Nick Charchut was an outstanding student at Santa Monica High School, a description to which his co-valedictorian honor attests.
But it’s not a status he’s necessarily expecting to keep.
The recent graduate will soon be heading to the Massachusetts Institute of Technology, where he knows he’ll be surrounded by some of the country’s brightest students.
Just 1,447 (7.9 percent) of 18,356 freshman applicants were admitted last year at MIT, which has produced 80 Nobel Laureates, 56 National Medal of Science winners and 43 MacArthur Fellows.
“It feels amazing because of its reputation in both education and real-world opportunities available as a result of said education,” he said of being offered a spot at the prestigious Cambridge campus. “On the other hand, I am sometimes overwhelmed because I realize that even at my best, I will be just an average student at the Institute.”
Charchut was also accepted at UCLA, UC Berkeley and California Polytechnic State University in San Luis Obispo, but he held off on applying to other schools such as Stanford and Vanderbilt because he wanted to hear from MIT first.
With a strong interest in robotics, Charchut plans to study electrical engineering and computer science in college and hopes to work as an engineer at Tesla after graduating.
This summer he spent time at Legacy Effects in San Fernando, where his mother works, and he had the opportunity to use a special handheld tool to scan objects and create 3-D files for digital artists to manipulate. He also took part in a service trip to Louisiana.
Reflecting on his four years at Samohi, Charchut said he feels prepared for the demands of college.

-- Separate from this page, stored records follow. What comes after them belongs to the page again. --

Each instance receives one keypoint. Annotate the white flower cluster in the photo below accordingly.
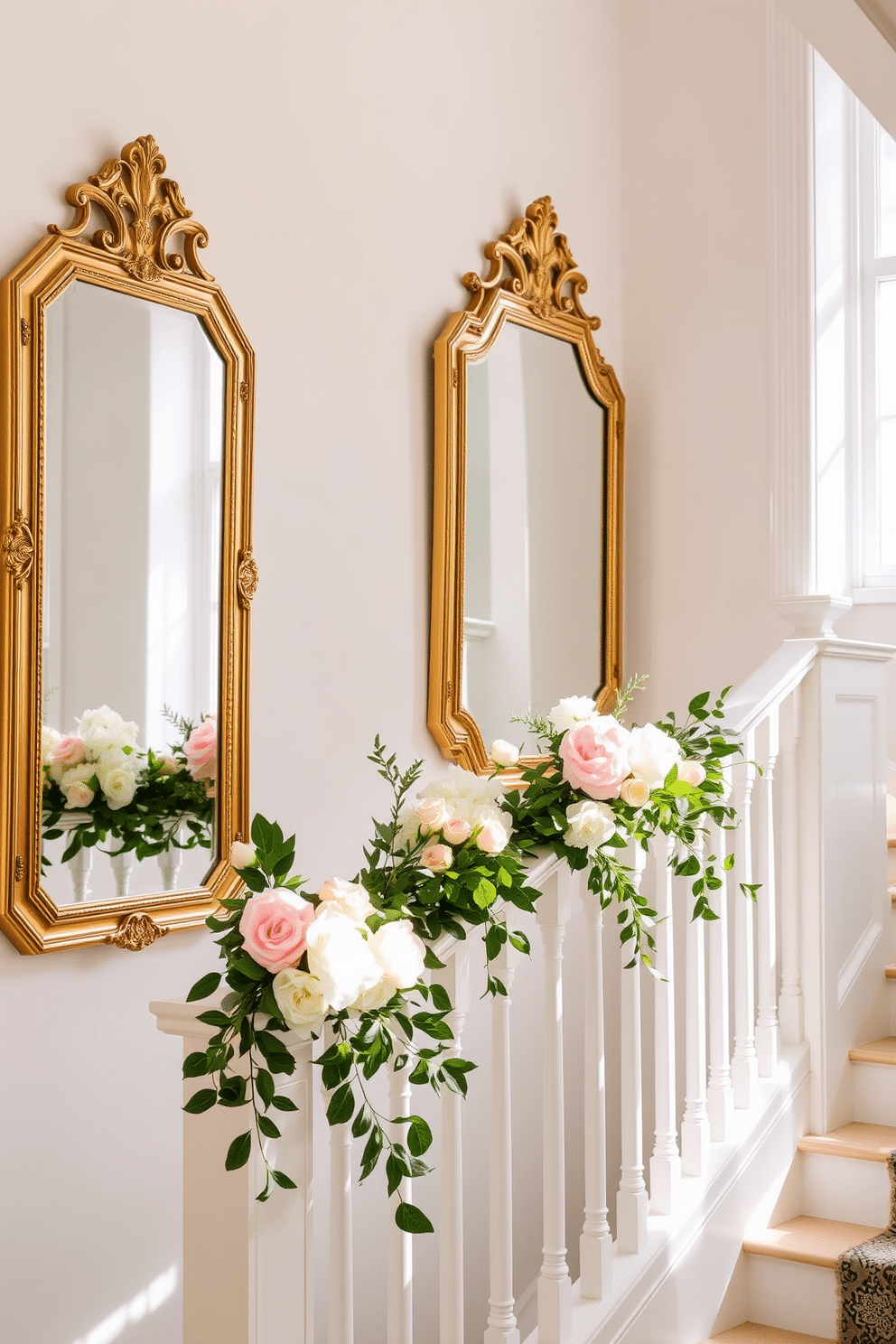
(101, 756)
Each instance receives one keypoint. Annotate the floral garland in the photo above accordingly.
(137, 798)
(350, 957)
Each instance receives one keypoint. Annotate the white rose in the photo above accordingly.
(242, 855)
(592, 824)
(399, 953)
(691, 771)
(301, 1002)
(652, 754)
(348, 898)
(49, 738)
(341, 957)
(575, 708)
(504, 753)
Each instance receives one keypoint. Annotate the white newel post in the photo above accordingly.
(744, 1069)
(665, 1162)
(595, 1244)
(501, 1325)
(455, 980)
(555, 1285)
(237, 1252)
(631, 1198)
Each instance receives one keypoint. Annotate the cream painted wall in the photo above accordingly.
(350, 160)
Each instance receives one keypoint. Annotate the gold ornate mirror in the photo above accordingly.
(126, 572)
(527, 522)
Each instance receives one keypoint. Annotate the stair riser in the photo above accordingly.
(791, 1296)
(873, 1093)
(845, 1190)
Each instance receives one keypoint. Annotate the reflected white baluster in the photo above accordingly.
(631, 1198)
(399, 1296)
(767, 1032)
(595, 1244)
(455, 979)
(744, 1069)
(341, 1280)
(720, 1098)
(695, 1126)
(665, 1162)
(121, 867)
(555, 1285)
(501, 1327)
(791, 994)
(79, 868)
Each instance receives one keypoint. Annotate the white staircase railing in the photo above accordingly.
(812, 722)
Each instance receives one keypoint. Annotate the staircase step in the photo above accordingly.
(867, 1143)
(752, 1333)
(874, 1052)
(810, 1241)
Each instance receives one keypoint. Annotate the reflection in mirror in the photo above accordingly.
(534, 534)
(135, 404)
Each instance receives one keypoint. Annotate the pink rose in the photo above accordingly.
(437, 858)
(275, 925)
(595, 757)
(201, 751)
(457, 831)
(69, 751)
(492, 836)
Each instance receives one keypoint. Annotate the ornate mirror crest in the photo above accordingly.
(144, 257)
(532, 284)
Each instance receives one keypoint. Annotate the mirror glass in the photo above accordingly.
(534, 537)
(135, 415)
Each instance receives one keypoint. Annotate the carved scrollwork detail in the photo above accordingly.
(135, 931)
(539, 266)
(246, 578)
(133, 186)
(18, 548)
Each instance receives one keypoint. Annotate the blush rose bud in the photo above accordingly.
(437, 858)
(504, 753)
(242, 855)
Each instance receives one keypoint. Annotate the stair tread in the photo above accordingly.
(813, 1241)
(868, 1143)
(751, 1333)
(874, 1051)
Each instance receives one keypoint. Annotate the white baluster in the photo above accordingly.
(555, 1285)
(631, 1198)
(791, 994)
(501, 1325)
(767, 1032)
(695, 1126)
(455, 979)
(665, 1162)
(595, 1244)
(341, 1280)
(121, 864)
(399, 1300)
(79, 867)
(744, 1070)
(720, 1098)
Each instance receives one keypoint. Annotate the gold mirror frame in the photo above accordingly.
(532, 281)
(145, 215)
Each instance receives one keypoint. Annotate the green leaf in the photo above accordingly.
(238, 1152)
(410, 1219)
(204, 986)
(201, 1101)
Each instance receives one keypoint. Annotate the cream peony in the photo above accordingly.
(575, 708)
(341, 957)
(652, 754)
(300, 997)
(348, 898)
(590, 826)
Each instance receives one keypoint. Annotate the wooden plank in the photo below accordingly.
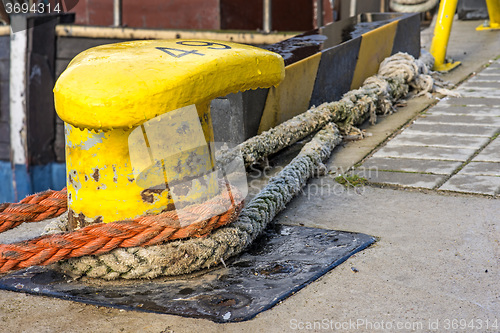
(40, 99)
(69, 47)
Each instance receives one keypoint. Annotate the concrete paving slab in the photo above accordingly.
(486, 78)
(481, 169)
(451, 141)
(470, 101)
(454, 119)
(472, 184)
(406, 179)
(427, 153)
(487, 111)
(472, 84)
(457, 130)
(491, 153)
(410, 165)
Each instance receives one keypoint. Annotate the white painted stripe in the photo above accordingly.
(18, 128)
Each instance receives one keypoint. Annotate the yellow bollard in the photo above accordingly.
(447, 9)
(494, 16)
(138, 126)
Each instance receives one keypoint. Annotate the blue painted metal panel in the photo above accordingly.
(38, 178)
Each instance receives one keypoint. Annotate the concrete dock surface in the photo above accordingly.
(434, 209)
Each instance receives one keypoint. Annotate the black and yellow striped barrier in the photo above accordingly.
(323, 64)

In addition to taking rigorous courses, he served as an officer in Delians, a Samohi honor society, and was a member of the Academic Decathlon team that took third place at the National Science Bowl regional competition earlier this year.
“With all of the advanced classes available, the academics were certainly challenging, and with all the elective choices, I was able to better round myself out as both a student as a person,” he said.
Charchut said most of the highlights from his high school experience revolved around the camaraderie of sporting events. He was a pitcher on the Samohi baseball team and earned second-team all-league honors this past season, when the Vikings reached the section quarterfinals.
“While the cheers of Samohi students sometimes turned negative with trash talk and violence, sporting events definitely solidified the notion of what it means to be a Samohi Viking,” he said. “It’s a good feeling.”
Charchut has another month to reflect on his time at Samohi. Classes at MIT are scheduled to start Sept. 9.
“I am really excited to meet new people and develop new relationships with some of the most interesting people in the world,” he said. “I am also really looking forward to having freedom, whether with class choice, free time, or bedtime.”